All this flexing and rolling means reliability is a question, as is true of all flexible displays. “We designed the display to ensure it can support being rolled 20,000 times,” says Shang. “And that doesn’t mean that after 20,000, something will be wrong. But we have tested it for up to that.” The display was tested with automated equipment at Lenovo’s Yamato Labs.

The display was also tested to endure up to 30,000 folds. That’s an important number for Lenovo, as it’s the same specification to which the company tests the conventional laptop hinges found on its other commercial laptops.

It’s practical, but it’ll cost you

Rolling aside, the ThinkBook Plus Gen 6’s OLED display offers performance that’s in-line with OLED panels on competing Windows laptops. It has a contrast ratio beyond 1,000,000:1, a maximum brightness of up to 400 nits, and displays 100 percent of the DCI-P3 color gamut. It also has a maximum refresh rate of up to 120 hertz.

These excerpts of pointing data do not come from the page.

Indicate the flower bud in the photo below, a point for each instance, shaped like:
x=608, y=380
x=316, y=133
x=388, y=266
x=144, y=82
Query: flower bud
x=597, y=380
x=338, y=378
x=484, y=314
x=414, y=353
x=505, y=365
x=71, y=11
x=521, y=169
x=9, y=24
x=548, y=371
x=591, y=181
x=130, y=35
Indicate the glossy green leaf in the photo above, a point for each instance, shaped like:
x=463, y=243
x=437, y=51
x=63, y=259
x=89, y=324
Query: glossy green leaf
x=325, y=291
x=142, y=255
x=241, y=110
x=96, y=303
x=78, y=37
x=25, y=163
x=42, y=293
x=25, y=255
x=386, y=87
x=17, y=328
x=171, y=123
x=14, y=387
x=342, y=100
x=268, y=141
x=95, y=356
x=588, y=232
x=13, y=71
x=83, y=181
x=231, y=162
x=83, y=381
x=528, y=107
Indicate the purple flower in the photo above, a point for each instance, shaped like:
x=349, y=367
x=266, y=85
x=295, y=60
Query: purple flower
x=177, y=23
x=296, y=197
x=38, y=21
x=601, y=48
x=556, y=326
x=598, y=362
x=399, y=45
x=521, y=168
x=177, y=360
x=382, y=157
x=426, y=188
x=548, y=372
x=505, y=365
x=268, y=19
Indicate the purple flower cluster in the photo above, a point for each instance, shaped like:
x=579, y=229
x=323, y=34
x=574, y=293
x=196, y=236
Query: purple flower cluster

There’s no surprises inside, either. The ThinkBook equips Intel’s latest Core Ultra Series 2 processors, which include up to 32GB of on-package RAM, Intel Arc Xe 2 integrated graphics, and an NPU. The rolling mechanism does add a bit of weight, but it still tips the scales at under four pounds.

While all of this typical for a new laptop in 2025, but it’s notable that Lenovo can make room for this hardware alongside the rolling display. Lenovo’s X1 Fold, by contrast, had to get by with entry-level Intel Core 12th-gen processors and just 16GB of RAM, a problem which took some shine off its otherwise unique design.

That’s not to say the world’s first laptop with a rolling display comes without a caveat, however, because there’s a big one: the price. Lenovo says the ThinkBook Plus Gen 6 will start at US $3,499 when it hits stores in the first quarter of 2025. That’s steep, no doubt, though not unexpected for a laptop boasting unique display technology. If rollable OLED finds an audience, future iterations of the laptop are sure to offer lower pricing as the years roll on.